With aging populations and osteoporosis prevalent in spite of medical therapy, compression fractures, especially in the thoracic and lumbar spine, occur. Lumbar compression fractures almost never involve neurologic injury and are generally self limited. They can be very painful; sometimes even necessitating bed rest. In these cases the anterior structures of the spine, the vertebral body, lose enough bone mass to become weaker.
Ordinary stresses may cause a slight buckling of the anterior portion of the vertebral body, and the body may end up wedge shaped. Sometimes massive collapse will occur, and the vertebra becomes almost pancake shaped. With this collapse, there is added forward shift and pressure on the structures. These are acute fractures and are painful. Sometimes if the fracture and deformity occur very slowly, there may be almost no pain and the fracture may be picked up by routine exam or X-ray. Typically, the round back appearance or hump back is seen in women over 70, but it does also occur in men.
Treatment of the lumbar compression fracture typically involves rest and ambulation as soon as reasonably comfortable. Bracing is not usually done except in lumbar fractures, as braces are generally uncomfortable for those patients with thoracic fractures and not very effective.
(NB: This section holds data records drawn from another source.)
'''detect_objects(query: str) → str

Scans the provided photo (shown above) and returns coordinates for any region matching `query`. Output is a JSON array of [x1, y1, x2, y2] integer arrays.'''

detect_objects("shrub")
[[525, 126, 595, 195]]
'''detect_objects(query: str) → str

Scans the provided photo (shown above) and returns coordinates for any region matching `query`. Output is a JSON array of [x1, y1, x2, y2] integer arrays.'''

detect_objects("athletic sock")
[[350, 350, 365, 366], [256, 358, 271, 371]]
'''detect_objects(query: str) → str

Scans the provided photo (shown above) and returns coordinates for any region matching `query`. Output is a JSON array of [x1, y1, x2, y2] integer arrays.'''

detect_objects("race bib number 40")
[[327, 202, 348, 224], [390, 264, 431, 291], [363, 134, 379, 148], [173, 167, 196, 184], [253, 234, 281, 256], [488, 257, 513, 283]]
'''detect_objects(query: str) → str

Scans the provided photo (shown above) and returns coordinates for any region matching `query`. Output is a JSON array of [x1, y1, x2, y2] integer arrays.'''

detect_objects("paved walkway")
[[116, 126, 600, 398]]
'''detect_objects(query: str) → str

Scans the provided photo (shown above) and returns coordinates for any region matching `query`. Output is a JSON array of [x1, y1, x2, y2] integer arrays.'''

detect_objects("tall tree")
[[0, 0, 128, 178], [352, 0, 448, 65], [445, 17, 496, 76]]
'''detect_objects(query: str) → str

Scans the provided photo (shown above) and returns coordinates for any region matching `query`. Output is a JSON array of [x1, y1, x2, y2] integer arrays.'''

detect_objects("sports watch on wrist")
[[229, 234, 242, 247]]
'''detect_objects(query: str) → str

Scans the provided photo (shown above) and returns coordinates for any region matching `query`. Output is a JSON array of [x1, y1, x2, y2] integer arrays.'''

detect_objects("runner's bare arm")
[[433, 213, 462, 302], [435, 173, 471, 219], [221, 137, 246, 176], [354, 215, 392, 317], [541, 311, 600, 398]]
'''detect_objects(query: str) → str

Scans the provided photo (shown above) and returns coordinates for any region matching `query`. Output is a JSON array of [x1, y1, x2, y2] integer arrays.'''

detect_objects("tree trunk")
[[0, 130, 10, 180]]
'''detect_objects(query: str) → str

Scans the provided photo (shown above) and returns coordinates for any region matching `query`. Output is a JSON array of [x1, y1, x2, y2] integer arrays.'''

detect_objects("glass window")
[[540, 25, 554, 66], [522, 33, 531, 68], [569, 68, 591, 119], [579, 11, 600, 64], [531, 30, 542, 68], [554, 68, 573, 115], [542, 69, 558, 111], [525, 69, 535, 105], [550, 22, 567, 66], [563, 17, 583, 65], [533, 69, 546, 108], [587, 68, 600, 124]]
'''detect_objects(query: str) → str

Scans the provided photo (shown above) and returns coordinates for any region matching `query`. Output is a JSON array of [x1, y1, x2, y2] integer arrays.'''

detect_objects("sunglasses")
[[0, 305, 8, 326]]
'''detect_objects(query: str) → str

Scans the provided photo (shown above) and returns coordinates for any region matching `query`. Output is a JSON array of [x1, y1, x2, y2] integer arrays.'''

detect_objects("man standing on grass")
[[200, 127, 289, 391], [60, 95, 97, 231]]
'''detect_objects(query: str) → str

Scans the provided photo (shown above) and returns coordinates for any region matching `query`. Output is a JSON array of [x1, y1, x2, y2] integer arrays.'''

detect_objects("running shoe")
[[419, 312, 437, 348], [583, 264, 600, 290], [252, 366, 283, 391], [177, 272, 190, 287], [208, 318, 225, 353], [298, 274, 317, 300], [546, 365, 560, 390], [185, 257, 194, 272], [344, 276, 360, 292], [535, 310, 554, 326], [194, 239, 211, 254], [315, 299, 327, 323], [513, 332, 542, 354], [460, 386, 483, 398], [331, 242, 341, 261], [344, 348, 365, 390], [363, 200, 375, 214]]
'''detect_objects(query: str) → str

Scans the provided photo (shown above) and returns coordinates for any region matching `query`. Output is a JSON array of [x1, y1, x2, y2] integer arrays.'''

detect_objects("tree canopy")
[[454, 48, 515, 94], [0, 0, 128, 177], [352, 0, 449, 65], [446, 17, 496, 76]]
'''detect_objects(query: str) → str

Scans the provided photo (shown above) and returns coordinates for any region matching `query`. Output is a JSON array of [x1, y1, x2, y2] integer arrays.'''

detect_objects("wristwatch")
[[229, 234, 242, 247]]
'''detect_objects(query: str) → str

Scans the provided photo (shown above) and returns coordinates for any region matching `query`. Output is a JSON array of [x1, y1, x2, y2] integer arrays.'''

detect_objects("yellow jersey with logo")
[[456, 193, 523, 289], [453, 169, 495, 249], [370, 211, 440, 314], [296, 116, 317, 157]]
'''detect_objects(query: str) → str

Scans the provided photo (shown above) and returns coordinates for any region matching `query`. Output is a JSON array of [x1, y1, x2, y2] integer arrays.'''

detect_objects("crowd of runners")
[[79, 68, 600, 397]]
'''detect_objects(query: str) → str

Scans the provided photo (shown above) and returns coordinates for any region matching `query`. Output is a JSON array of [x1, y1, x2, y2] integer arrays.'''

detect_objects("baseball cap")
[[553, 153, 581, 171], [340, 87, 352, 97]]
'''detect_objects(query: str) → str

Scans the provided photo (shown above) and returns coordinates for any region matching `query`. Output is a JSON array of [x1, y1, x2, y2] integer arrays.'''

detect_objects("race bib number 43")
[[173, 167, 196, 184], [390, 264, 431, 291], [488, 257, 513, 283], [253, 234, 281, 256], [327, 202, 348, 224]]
Surgical reconstruction is also difficult, either from the front or back approach. Spinal implant fixation is very difficult in the osteoporotic spine, but these spines can heal into a solid fusion. One other problem is that if you stiffen several segments in fusion in an osteoporotic spine, there will be additional stresses delivered to the first open motion segment, and this vertebra often fractures later.